L'obtention d'un certificat est requis pour toute personne désirant chasser au Québec avec une arme à feu, une arbalète, un arc ou par piégeage. Seule une personne domiciliée au Québec depuis au moins 183 jours et âgée de plus de 12 ans peut obtenir ce certificat. Une formation doit être suivie selon le type de certification souhaitée :

  • Code A : chasse avec arc ou arbalète.
  • Code B : chasse avec arbalète.
  • Code F : chasse avec arme à feu (Cours canadien de sécurité dans le maniement des armes à feu).
  • Code P : piégeage.

Avant l'âge de 12 ans, il est possible d'obtenir un « Permis d’initiation à la chasse » pour accompagner un chasseur âgé d'au moins 25 ans[10].

Permis de chasse pour les résidents

Seule une personne titulaire d'un certificat du chasseur ou du piégeur peut demander un permis de chasse. Ce permis donne l'autorisation de chasser une espèce dans une période donnée. Il doit donc être renouvelé annuellement. Son coût et ses conditions dépendent de la zone de chasse choisie. En plus du permis, la participation à un tirage au sort peut être requise à certains endroits populaires.

Toutefois, il n'est pas nécessaire de posséder un certificat du chasseur ou du piégeur pour obtenir un permis de chasse à la grenouille léopard, à la grenouille verte, au ouaouaron, au lièvre ou lapin à queue blanche au moyen de collet et au petit gibier à l’aide d’un oiseau de proie[11].

En plus de la détention du certificat du chasseur ou du piégeur, pour obtenir un permis de chasse au dindon sauvage un résident doit être titulaire d’une attestation établissant qu’il a suivi un cours sur la chasse au dindon sauvage[12].

Zones de chasse

Le Québec est divisé en 7 districts et 29 zones (28 pour la chasse et 1 pour la pêche)[13]. Les zones de chasse permettent de contrôler la population faunique en assurant la pérennité des espèces. Certaines zones sont elles-mêmes divisées en secteurs, tel le territoire Weh Sees Indohoun dans la zone 22, afin de protéger des écosystèmes locaux.

Problématiques

Droit ancestral de chasse

Un flou juridique subsiste quant aux droits de chasse des autochtones[14]. L'appel au droit ancestral peut être perçu dans la société comme un passe-droit[15], surtout dans des cas de non-respect de la loi (période ou quota de chasse). Par exemple, le caribou des bois, bien qu'interdit de chasse en raison de son statut vulnérable[16], continue d'être chassé par des autochtones.

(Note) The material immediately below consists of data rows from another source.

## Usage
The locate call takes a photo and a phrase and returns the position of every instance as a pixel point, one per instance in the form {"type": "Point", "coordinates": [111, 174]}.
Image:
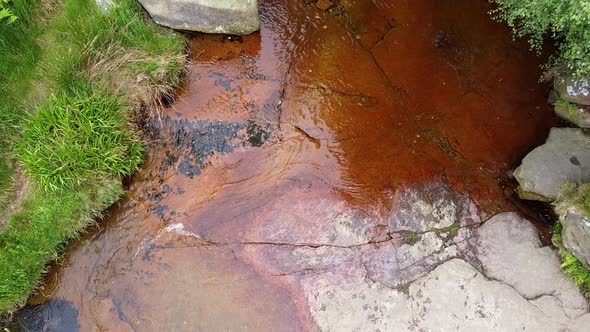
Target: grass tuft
{"type": "Point", "coordinates": [76, 137]}
{"type": "Point", "coordinates": [71, 78]}
{"type": "Point", "coordinates": [38, 232]}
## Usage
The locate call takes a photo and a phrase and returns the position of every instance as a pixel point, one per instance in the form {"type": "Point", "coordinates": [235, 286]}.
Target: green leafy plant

Appropriation illégale du territoire public

Cependant, la principale problématique concernant la chasse au Québec est probablement l'accaparement d'une partie du territoire public par certains citoyens. Puisque les terres du domaine de l'État sont accessibles à tous, certains chasseurs décident de s'approprier un secteur. Cependant, la compétition entre chasseurs entraîne du vandalisme et de l'intimidation qui nuit grandement à l'image et au plaisir de la chasse sportive[17]. Les pouvoirs des agents de conservation de la faune sont limités dans ces cas.

Légalisation de la chasse à l’écureuil

En octobre 2017, le député Mathieu Lemay dépose à l’Assemblée nationale une pétition qui réclame la légalisation de la chasse à l’écureuil (plus spécifiquement l’écureuil gris et l’écureuil roux) au Québec. Les 1 270 signataires de cette pétition font valoir, entre autres, que la réglementation actuelle sur la chasse au petit gibier permet la chasse de nombreuses espèces, mais exclut l’écureuil et que « la majorité des autres provinces canadiennes permettent la chasse de celui-ci ».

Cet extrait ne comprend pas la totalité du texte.